The German government and its supporters in other countries would deny that their approach to the European Union is anti-democratic.  These fiscal hawks consider it essential that every government operate within strict constraints that prevent public policy from degenerating into irresponsible “populism”.  This vision of constrained democracy prompted Schäuble’s infamous comment in early 2015 in response to Syriza’s election victory that “Greek politicians must not promise more than they can deliver”; i.e., the end of fiscal austerity.

While not overtly authoritarian, this atavistic fiscal ideology necessarily implies that important economic decisions affecting everyday life should not be trusted to the judgement of the majority.  Like children, national populations need protection against their proclivity to make foolish decisions.  Brexit would facilitate the consolidation of this neo-Platonic approach to policy in which the wise few guide the foolish many.

Why it Matters

Come Brexit we will be rid of the European Union, so what difference would it make to us if authoritarian practice gathers strength?  The answer is simple:  political developments on the continent impact on Britain and beyond.  Abandoning the European Union could have the effect of conceding the political field to an emerging economic policy hegemony that is fundamentally anti-democratic.  An EU consolidated around anti-democratic governance would lay the basis for greater tensions and perhaps even conflict in Europe.
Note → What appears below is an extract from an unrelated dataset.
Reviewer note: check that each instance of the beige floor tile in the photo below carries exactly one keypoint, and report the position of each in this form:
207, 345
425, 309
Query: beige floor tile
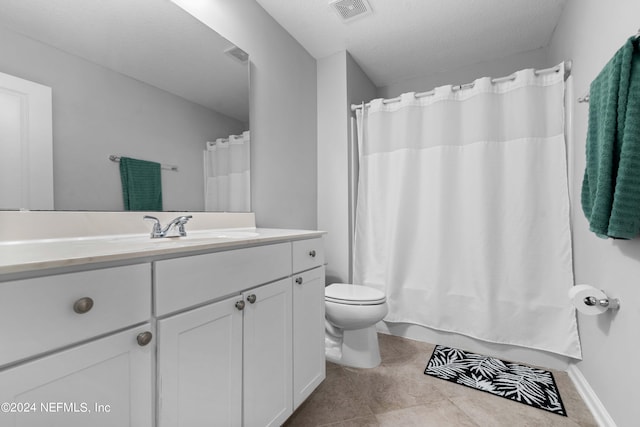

The current British government has few virtues to recommend it to progressives, and we can accuse no British government of playing a consistently support role in the process of trans-European cooperation.  However, in the present historical moment anti-democratic tendencies gather strength across the content.  Resisting to those tendencies requires that Britain Remain not Leave, and in doing so rekindle the grand purpose of the post-war visionaries, Europe based on democracy, peace and cooperation.